Vledder wees voor zich uit.
‘Ik heb sinds een paar maanden zelf een peecee… een personal computer… voor een zacht prijsje overgenomen van een kennis. Die heeft mij geleerd hoe je met zo’n apparaat om moet gaan.’
‘Dat heb je mij nooit verteld.’
Vledder maakte een schouderbeweging.
‘Ik dacht niet dat jij je voor moderne elektronika interesseerde. Op de Kit laat jij mij altijd al het schrijfwerk doen. Ik kan mij niet herinneren, dat ik jou ooit achter onze elektronische schrijfmachine heb zien zitten.’
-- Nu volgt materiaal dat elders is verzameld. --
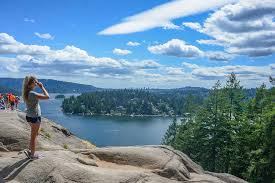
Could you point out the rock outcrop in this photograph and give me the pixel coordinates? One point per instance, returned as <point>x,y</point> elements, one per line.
<point>69,159</point>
De Cock schudde zijn hoofd.
‘Dat ding gromt tegen me,’ reageerde hij knorrig. De oude rechercheur liet het onderwerp rusten. Hij plukte nadenkend aan het puntje van zijn neus.
‘Om op die… eh, die floppy’s terug te komen. Het is dus denkbaar,’ formuleerde hij voorzichtig, ‘dat de moordenaar van tante Evelien hier is gekomen om… eh, om floppy’s weg te nemen?’